Я бросился в толпу и вовремя, Милка уже со всех ног бежала в сторону женской уборной, но что – я зря тридцать три балла набрал на квалификации? Догнал, схватил негодницу и уже в отработанной манере потянул на себя.

— Милок, ну куда же ты?

— Чибисов, — зашипела она мне в шею. — Ты следишь, что ли?

— Нет, это ты постоянно мне дорогу перебегаешь.

— Спасибо за улаженный скандал, но это ничего не значит. Отпусти… — девушка упиралась руками мне в грудь, но чем отчаяннее она пыталась вырваться, тем крепче я прижимал её к себе. Ладонью удерживал её голову, заставляя склониться к плечу.

— Что ж ты вспыльчивая-то такая? Откуда в тебе столько огня, Людмила?

— Меня Люся зовут, — прошептала она и со всей дури вонзила свои зубки в шею.

— Люся, так Люся. Только я буду тебя называть Милкой, как шоколадку, — платье из тонкого шелка провоцировало меня. Я как придурок щупал свою добычу, водил по силуэту, аккуратно скользил по рукам и всё время дышал… дышал… Обворожительно-сладкий аромат. Точно, шоколадка…

— А ты всегда идешь в столкновение, да? — когда я ослабил хват пальцев, Мила чуть откинула голову, чтобы полоснуть взглядом своим злющим.

— А так жить проще. Идешь против толпы, и тебя постоянно дубасят, врезаются, хамят… А когда ты по течению плывёшь, то никогда не ожидаешь, когда по яйцам прилетит. Поэтому да, ты права, — она не отводила взгляда, позволяла насытиться ласковым пламенем, что изредка вспыхивал в расширяющихся зрачках. — Лоб в лоб.

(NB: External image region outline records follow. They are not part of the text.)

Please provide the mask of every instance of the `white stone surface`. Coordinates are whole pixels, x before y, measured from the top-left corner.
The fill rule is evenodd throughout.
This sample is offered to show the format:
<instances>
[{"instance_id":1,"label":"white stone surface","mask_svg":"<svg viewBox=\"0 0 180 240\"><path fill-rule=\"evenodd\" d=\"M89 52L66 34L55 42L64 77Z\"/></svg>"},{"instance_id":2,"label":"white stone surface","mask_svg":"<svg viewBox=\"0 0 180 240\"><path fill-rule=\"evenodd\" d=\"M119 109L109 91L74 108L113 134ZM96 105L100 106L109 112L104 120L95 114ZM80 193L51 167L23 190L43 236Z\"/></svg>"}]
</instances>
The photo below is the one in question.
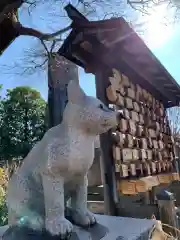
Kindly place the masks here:
<instances>
[{"instance_id":1,"label":"white stone surface","mask_svg":"<svg viewBox=\"0 0 180 240\"><path fill-rule=\"evenodd\" d=\"M91 234L91 230L85 231L79 227L74 227L77 236L72 237L72 240L148 240L148 236L155 227L154 220L112 217L105 215L96 215L97 221L102 225L102 228L107 228L107 235L103 238L99 232ZM0 236L7 229L7 226L0 228ZM100 227L101 229L101 227Z\"/></svg>"},{"instance_id":2,"label":"white stone surface","mask_svg":"<svg viewBox=\"0 0 180 240\"><path fill-rule=\"evenodd\" d=\"M103 240L136 240L142 237L141 240L148 240L148 232L150 233L154 226L155 221L149 219L136 219L136 218L124 218L124 217L112 217L104 215L96 215L98 223L107 227L109 233L102 238ZM83 231L80 228L76 228L79 240L93 240L91 234L87 231ZM121 237L121 238L120 238Z\"/></svg>"},{"instance_id":3,"label":"white stone surface","mask_svg":"<svg viewBox=\"0 0 180 240\"><path fill-rule=\"evenodd\" d=\"M87 208L87 173L97 136L117 125L116 112L86 96L70 81L61 124L49 129L11 177L7 191L8 224L23 222L61 237L72 232L64 217L65 201L76 224L95 223ZM65 201L64 201L65 199Z\"/></svg>"}]
</instances>

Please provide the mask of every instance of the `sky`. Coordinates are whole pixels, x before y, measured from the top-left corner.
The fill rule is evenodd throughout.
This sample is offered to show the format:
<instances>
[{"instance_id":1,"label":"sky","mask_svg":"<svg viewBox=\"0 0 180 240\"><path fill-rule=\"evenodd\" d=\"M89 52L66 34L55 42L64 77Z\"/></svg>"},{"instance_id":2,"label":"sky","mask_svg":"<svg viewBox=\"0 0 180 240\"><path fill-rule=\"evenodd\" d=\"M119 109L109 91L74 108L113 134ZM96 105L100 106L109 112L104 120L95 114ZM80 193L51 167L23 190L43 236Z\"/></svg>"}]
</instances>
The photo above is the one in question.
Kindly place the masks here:
<instances>
[{"instance_id":1,"label":"sky","mask_svg":"<svg viewBox=\"0 0 180 240\"><path fill-rule=\"evenodd\" d=\"M51 11L49 10L51 8ZM28 15L27 9L23 8L19 12L21 23L40 29L42 32L53 32L62 26L67 25L67 18L55 16L59 6L39 6L34 9L31 16ZM164 13L160 8L156 13L153 12L148 17L146 28L148 29L143 35L148 47L153 51L156 57L167 68L175 80L180 83L180 68L178 62L180 59L179 39L180 30L177 26L164 26L159 19ZM60 21L57 21L57 19ZM53 19L53 20L52 20ZM50 21L49 21L50 20ZM38 40L32 37L21 36L17 38L0 57L0 84L3 84L2 95L5 95L6 89L24 85L31 86L40 91L42 97L47 99L47 72L39 71L33 75L20 75L14 69L13 65L20 62L23 65L24 51L31 47L37 46ZM9 73L4 71L4 65L10 68ZM91 96L95 96L95 78L92 74L86 74L83 69L79 69L80 85L84 91Z\"/></svg>"}]
</instances>

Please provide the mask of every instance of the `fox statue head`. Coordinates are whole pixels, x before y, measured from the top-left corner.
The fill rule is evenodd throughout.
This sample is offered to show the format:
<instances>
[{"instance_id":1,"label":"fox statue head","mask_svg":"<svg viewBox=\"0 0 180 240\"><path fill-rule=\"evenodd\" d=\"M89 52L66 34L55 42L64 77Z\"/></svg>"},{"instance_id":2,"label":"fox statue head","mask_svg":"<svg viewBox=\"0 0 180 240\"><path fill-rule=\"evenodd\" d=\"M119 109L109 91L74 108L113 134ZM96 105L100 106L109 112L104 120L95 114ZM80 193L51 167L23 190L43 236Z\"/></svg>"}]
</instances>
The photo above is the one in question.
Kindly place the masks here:
<instances>
[{"instance_id":1,"label":"fox statue head","mask_svg":"<svg viewBox=\"0 0 180 240\"><path fill-rule=\"evenodd\" d=\"M99 99L87 96L77 82L69 82L67 93L64 122L93 135L107 132L117 125L117 113Z\"/></svg>"}]
</instances>

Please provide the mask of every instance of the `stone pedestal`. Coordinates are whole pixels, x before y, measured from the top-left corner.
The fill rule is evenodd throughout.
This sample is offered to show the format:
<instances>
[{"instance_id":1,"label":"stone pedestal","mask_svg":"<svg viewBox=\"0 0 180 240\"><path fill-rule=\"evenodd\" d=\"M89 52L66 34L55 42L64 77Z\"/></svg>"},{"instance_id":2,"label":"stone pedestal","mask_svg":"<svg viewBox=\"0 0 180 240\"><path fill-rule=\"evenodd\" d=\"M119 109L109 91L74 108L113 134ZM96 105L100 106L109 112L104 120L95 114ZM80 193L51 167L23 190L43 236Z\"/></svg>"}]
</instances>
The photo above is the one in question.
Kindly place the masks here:
<instances>
[{"instance_id":1,"label":"stone pedestal","mask_svg":"<svg viewBox=\"0 0 180 240\"><path fill-rule=\"evenodd\" d=\"M148 240L150 233L155 227L155 221L147 219L97 215L97 221L97 225L89 229L82 229L75 226L70 240ZM1 236L6 229L6 227L0 229ZM7 236L1 239L11 240L12 238ZM22 239L29 239L29 236ZM31 235L30 239L41 239L41 237L37 238L37 236L33 237ZM54 238L45 237L45 239L51 240Z\"/></svg>"}]
</instances>

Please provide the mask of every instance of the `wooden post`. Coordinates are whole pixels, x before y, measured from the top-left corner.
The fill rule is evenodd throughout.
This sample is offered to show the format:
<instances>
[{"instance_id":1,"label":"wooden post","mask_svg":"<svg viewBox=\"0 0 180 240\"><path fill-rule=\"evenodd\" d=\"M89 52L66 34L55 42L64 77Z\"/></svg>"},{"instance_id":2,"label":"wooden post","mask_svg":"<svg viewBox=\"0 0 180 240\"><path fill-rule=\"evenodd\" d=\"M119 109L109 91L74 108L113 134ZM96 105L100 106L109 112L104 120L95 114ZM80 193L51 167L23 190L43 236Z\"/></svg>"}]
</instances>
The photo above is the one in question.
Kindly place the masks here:
<instances>
[{"instance_id":1,"label":"wooden post","mask_svg":"<svg viewBox=\"0 0 180 240\"><path fill-rule=\"evenodd\" d=\"M48 123L49 128L61 123L70 80L79 81L78 67L58 54L49 61L48 69Z\"/></svg>"},{"instance_id":2,"label":"wooden post","mask_svg":"<svg viewBox=\"0 0 180 240\"><path fill-rule=\"evenodd\" d=\"M98 70L96 72L96 95L106 106L108 105L105 90L107 85L108 79L105 70ZM103 171L105 213L117 215L118 198L111 144L110 132L101 134L101 169Z\"/></svg>"},{"instance_id":3,"label":"wooden post","mask_svg":"<svg viewBox=\"0 0 180 240\"><path fill-rule=\"evenodd\" d=\"M175 208L175 197L173 193L166 190L161 190L157 195L158 208L160 213L160 220L162 223L179 229L178 218ZM179 239L180 235L177 231L168 226L164 226L164 230L167 233L172 233L174 237Z\"/></svg>"}]
</instances>

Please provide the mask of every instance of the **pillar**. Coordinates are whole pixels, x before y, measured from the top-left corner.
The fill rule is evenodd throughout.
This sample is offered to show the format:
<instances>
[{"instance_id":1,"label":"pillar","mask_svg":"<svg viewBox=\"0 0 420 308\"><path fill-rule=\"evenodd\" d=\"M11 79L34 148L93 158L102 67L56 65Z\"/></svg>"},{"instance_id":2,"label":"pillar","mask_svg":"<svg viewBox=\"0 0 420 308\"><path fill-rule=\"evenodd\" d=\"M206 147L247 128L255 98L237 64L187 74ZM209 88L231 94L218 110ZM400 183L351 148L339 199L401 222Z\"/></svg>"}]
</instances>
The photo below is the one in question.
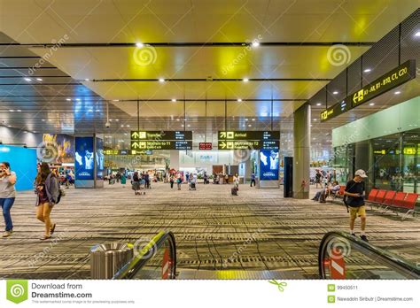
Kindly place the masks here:
<instances>
[{"instance_id":1,"label":"pillar","mask_svg":"<svg viewBox=\"0 0 420 308\"><path fill-rule=\"evenodd\" d=\"M311 106L302 105L293 113L293 197L308 199Z\"/></svg>"}]
</instances>

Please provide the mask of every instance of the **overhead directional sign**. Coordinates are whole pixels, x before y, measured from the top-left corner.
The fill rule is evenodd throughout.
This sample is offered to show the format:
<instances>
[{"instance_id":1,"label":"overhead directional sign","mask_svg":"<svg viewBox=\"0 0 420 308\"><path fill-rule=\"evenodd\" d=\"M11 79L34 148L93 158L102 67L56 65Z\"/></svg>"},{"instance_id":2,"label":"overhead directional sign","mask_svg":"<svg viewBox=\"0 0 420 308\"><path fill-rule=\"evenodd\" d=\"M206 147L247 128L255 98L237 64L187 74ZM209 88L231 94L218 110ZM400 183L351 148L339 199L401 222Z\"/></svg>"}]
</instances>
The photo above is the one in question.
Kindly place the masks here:
<instances>
[{"instance_id":1,"label":"overhead directional sign","mask_svg":"<svg viewBox=\"0 0 420 308\"><path fill-rule=\"evenodd\" d=\"M131 141L131 150L192 150L192 141Z\"/></svg>"},{"instance_id":2,"label":"overhead directional sign","mask_svg":"<svg viewBox=\"0 0 420 308\"><path fill-rule=\"evenodd\" d=\"M219 150L278 150L278 140L219 140Z\"/></svg>"},{"instance_id":3,"label":"overhead directional sign","mask_svg":"<svg viewBox=\"0 0 420 308\"><path fill-rule=\"evenodd\" d=\"M352 93L343 101L321 112L321 121L335 118L416 78L416 60L408 60L375 81Z\"/></svg>"},{"instance_id":4,"label":"overhead directional sign","mask_svg":"<svg viewBox=\"0 0 420 308\"><path fill-rule=\"evenodd\" d=\"M219 140L279 140L279 131L219 131Z\"/></svg>"},{"instance_id":5,"label":"overhead directional sign","mask_svg":"<svg viewBox=\"0 0 420 308\"><path fill-rule=\"evenodd\" d=\"M191 131L131 131L131 140L192 140Z\"/></svg>"},{"instance_id":6,"label":"overhead directional sign","mask_svg":"<svg viewBox=\"0 0 420 308\"><path fill-rule=\"evenodd\" d=\"M278 150L279 131L219 131L219 150Z\"/></svg>"}]
</instances>

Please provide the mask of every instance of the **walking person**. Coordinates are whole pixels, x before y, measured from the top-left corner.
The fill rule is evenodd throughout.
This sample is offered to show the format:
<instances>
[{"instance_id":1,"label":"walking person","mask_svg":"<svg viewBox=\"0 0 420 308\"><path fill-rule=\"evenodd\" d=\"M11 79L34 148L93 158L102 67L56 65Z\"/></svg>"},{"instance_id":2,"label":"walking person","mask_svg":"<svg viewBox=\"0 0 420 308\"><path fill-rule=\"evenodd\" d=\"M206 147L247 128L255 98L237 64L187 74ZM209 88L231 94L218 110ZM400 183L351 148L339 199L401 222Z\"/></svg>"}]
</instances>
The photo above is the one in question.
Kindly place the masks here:
<instances>
[{"instance_id":1,"label":"walking person","mask_svg":"<svg viewBox=\"0 0 420 308\"><path fill-rule=\"evenodd\" d=\"M255 173L251 173L251 185L250 186L253 187L253 184L255 187Z\"/></svg>"},{"instance_id":2,"label":"walking person","mask_svg":"<svg viewBox=\"0 0 420 308\"><path fill-rule=\"evenodd\" d=\"M35 184L37 195L36 218L45 224L45 234L41 240L48 240L56 228L56 224L51 223L50 216L58 200L59 184L47 163L38 166Z\"/></svg>"},{"instance_id":3,"label":"walking person","mask_svg":"<svg viewBox=\"0 0 420 308\"><path fill-rule=\"evenodd\" d=\"M4 218L4 233L3 237L9 237L13 233L11 209L16 197L16 173L11 171L8 162L0 163L0 205Z\"/></svg>"},{"instance_id":4,"label":"walking person","mask_svg":"<svg viewBox=\"0 0 420 308\"><path fill-rule=\"evenodd\" d=\"M350 207L350 233L354 234L354 220L357 216L361 218L361 239L369 242L365 235L366 228L366 207L364 205L364 183L363 179L367 178L366 173L359 169L354 173L354 179L350 180L346 186L344 195L346 196L346 204Z\"/></svg>"}]
</instances>

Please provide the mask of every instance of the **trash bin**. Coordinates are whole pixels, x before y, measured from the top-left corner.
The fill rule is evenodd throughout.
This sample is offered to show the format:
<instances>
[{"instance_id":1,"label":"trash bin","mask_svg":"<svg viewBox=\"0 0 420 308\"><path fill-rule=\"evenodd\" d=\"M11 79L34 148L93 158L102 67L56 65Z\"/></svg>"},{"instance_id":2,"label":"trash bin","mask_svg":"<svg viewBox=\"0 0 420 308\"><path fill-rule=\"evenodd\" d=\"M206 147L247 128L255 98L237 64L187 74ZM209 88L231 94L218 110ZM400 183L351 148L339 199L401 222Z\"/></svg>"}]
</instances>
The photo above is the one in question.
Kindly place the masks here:
<instances>
[{"instance_id":1,"label":"trash bin","mask_svg":"<svg viewBox=\"0 0 420 308\"><path fill-rule=\"evenodd\" d=\"M133 248L127 243L112 243L90 249L90 278L111 279L133 258Z\"/></svg>"}]
</instances>

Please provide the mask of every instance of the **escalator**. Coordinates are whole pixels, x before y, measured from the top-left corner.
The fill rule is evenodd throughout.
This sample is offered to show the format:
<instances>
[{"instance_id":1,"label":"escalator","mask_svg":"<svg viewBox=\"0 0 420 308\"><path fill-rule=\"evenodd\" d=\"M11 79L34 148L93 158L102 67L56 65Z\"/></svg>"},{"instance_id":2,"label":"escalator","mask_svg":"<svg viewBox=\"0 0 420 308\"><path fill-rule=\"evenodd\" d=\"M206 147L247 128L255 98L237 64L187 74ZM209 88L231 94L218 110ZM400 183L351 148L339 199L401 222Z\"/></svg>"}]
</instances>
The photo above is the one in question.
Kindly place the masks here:
<instances>
[{"instance_id":1,"label":"escalator","mask_svg":"<svg viewBox=\"0 0 420 308\"><path fill-rule=\"evenodd\" d=\"M420 270L400 257L344 232L329 232L318 253L320 279L419 279ZM191 271L176 273L172 232L160 232L118 271L113 279L303 279L277 271Z\"/></svg>"}]
</instances>

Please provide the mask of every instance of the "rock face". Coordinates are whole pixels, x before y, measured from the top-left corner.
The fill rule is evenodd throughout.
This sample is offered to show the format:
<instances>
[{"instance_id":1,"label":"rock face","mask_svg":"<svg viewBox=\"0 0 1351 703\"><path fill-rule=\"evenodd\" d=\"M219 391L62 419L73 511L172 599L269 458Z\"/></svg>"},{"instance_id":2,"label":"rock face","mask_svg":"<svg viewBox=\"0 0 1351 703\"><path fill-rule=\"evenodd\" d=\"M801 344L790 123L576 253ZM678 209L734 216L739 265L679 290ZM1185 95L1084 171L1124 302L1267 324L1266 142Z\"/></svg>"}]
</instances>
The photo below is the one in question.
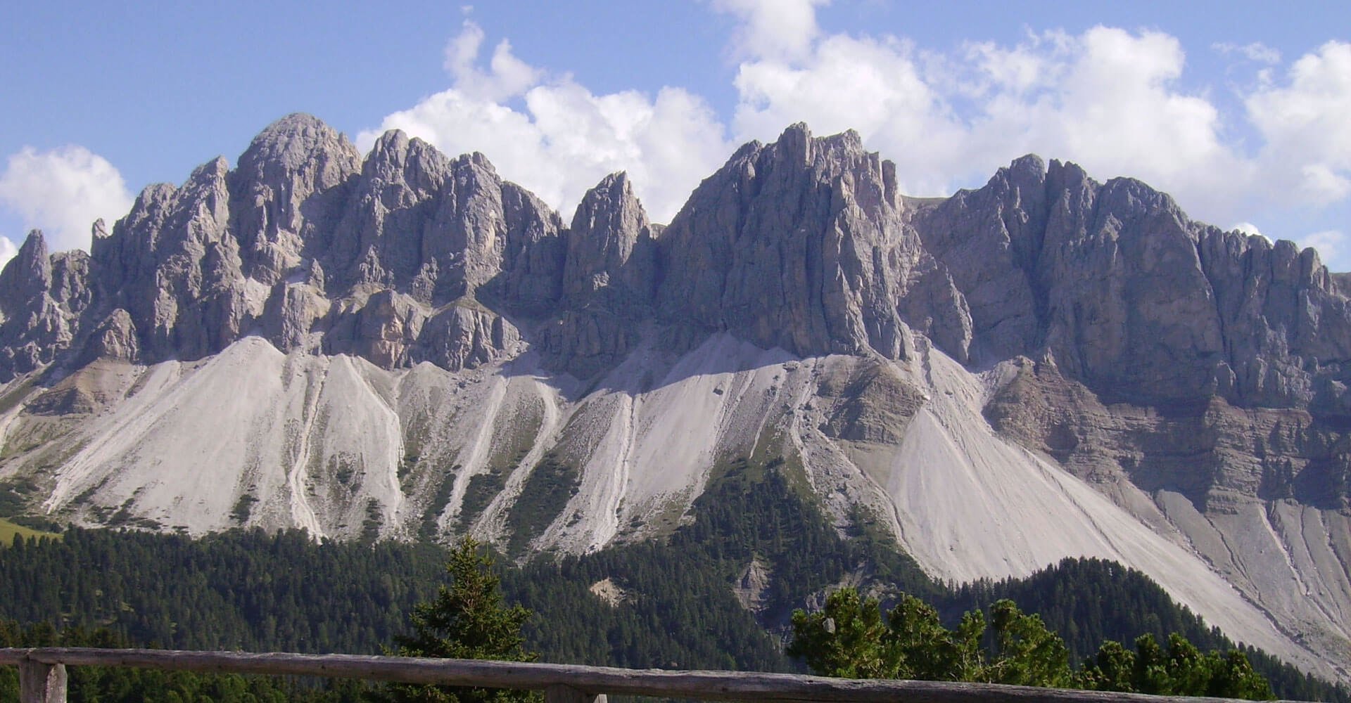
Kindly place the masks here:
<instances>
[{"instance_id":1,"label":"rock face","mask_svg":"<svg viewBox=\"0 0 1351 703\"><path fill-rule=\"evenodd\" d=\"M0 271L0 482L85 524L504 538L547 463L578 486L535 546L585 551L777 451L934 573L1121 559L1351 677L1347 274L1073 163L896 184L798 124L669 227L623 173L565 224L481 154L292 115Z\"/></svg>"}]
</instances>

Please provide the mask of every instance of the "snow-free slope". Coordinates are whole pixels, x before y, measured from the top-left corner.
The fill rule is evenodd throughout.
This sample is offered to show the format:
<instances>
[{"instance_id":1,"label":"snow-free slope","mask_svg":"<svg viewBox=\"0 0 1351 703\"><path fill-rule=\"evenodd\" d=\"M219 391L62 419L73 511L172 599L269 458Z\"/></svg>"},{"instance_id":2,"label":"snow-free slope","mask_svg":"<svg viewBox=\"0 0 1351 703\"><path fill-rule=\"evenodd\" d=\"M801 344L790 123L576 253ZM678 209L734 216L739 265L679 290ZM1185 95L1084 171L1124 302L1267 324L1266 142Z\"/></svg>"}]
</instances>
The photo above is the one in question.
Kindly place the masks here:
<instances>
[{"instance_id":1,"label":"snow-free slope","mask_svg":"<svg viewBox=\"0 0 1351 703\"><path fill-rule=\"evenodd\" d=\"M836 519L854 503L871 506L935 578L1111 559L1239 641L1346 675L1333 673L1344 661L1340 613L1286 598L1278 583L1244 598L1181 532L1151 529L997 434L982 407L1006 370L971 374L925 344L909 362L889 362L796 359L730 335L684 355L654 341L585 391L540 371L531 354L454 374L385 371L247 337L200 363L139 368L124 399L72 430L82 448L51 474L46 509L195 534L259 525L349 538L473 532L505 544L521 487L554 452L577 461L577 493L531 548L586 552L674 528L719 461L794 456ZM842 409L855 425L866 418L848 405L857 398L839 394L861 378L877 393L878 370L890 391L911 394L913 412L889 418L894 437L847 439L859 429L840 429ZM494 467L496 494L462 515L471 479ZM1279 525L1290 530L1297 518L1282 513ZM1329 557L1308 549L1290 568L1317 575ZM1286 617L1300 618L1301 640Z\"/></svg>"}]
</instances>

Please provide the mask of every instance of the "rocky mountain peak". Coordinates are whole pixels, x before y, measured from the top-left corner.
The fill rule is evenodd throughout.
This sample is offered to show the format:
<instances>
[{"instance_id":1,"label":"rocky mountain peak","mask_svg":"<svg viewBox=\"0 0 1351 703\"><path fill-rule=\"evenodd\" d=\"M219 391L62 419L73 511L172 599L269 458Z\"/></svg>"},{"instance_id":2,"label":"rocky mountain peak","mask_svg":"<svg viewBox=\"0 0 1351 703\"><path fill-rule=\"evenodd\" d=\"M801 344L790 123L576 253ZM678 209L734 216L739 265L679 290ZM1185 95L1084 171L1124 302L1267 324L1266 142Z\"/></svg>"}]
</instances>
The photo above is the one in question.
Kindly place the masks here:
<instances>
[{"instance_id":1,"label":"rocky mountain peak","mask_svg":"<svg viewBox=\"0 0 1351 703\"><path fill-rule=\"evenodd\" d=\"M269 124L239 157L242 178L277 181L311 171L320 189L338 185L359 165L361 154L345 135L299 112Z\"/></svg>"},{"instance_id":2,"label":"rocky mountain peak","mask_svg":"<svg viewBox=\"0 0 1351 703\"><path fill-rule=\"evenodd\" d=\"M42 229L32 229L19 252L0 271L0 289L7 301L28 298L51 285L51 258Z\"/></svg>"},{"instance_id":3,"label":"rocky mountain peak","mask_svg":"<svg viewBox=\"0 0 1351 703\"><path fill-rule=\"evenodd\" d=\"M650 297L651 266L630 267L640 237L651 239L650 221L624 171L607 175L577 205L567 235L565 293L585 302L594 291L619 285L624 294Z\"/></svg>"}]
</instances>

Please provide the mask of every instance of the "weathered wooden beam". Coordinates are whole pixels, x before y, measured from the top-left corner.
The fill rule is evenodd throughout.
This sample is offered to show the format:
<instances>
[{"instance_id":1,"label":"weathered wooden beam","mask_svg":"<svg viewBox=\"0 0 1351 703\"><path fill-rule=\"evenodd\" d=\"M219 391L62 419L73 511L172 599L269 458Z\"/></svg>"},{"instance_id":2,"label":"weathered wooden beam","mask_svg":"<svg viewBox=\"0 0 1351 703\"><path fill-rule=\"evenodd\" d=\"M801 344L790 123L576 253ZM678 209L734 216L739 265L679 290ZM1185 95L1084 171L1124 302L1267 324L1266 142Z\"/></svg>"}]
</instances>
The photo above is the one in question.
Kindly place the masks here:
<instances>
[{"instance_id":1,"label":"weathered wooden beam","mask_svg":"<svg viewBox=\"0 0 1351 703\"><path fill-rule=\"evenodd\" d=\"M20 661L19 703L66 703L66 667L31 658Z\"/></svg>"},{"instance_id":2,"label":"weathered wooden beam","mask_svg":"<svg viewBox=\"0 0 1351 703\"><path fill-rule=\"evenodd\" d=\"M586 694L570 685L550 685L544 690L544 703L605 703L605 696Z\"/></svg>"},{"instance_id":3,"label":"weathered wooden beam","mask_svg":"<svg viewBox=\"0 0 1351 703\"><path fill-rule=\"evenodd\" d=\"M76 667L136 667L209 673L332 676L412 684L624 694L704 700L820 700L834 703L1220 703L1232 699L1150 696L1024 685L880 679L827 679L792 673L731 671L619 669L570 664L523 664L457 658L367 657L355 654L254 654L165 649L39 648L0 649L0 664L23 660ZM559 690L555 695L563 695ZM567 694L573 695L573 694Z\"/></svg>"}]
</instances>

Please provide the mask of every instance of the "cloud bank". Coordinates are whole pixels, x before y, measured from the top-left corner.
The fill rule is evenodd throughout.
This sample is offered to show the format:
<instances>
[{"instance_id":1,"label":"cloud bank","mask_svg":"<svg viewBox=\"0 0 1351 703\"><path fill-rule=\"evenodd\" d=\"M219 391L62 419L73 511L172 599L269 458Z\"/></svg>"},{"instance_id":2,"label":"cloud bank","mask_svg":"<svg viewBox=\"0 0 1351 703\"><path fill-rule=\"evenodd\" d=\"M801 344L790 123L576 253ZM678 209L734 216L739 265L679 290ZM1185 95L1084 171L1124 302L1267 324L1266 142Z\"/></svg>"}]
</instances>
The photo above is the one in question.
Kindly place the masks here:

— Люда! Конкурс! — чьи-то цепкие руки схватили Курочкину за локоть и потащили прямиком на сцену. Я хотел было разжать пальцы, но Мила явно что-то задумала, потому как схватила меня за футболку и звонко рассмеялась.

— Тогда пора столкнуться, Чибисов! Пора, сладкий мой, как шоколадка!

Мамочки родные! Да что это за женщина? Огнище…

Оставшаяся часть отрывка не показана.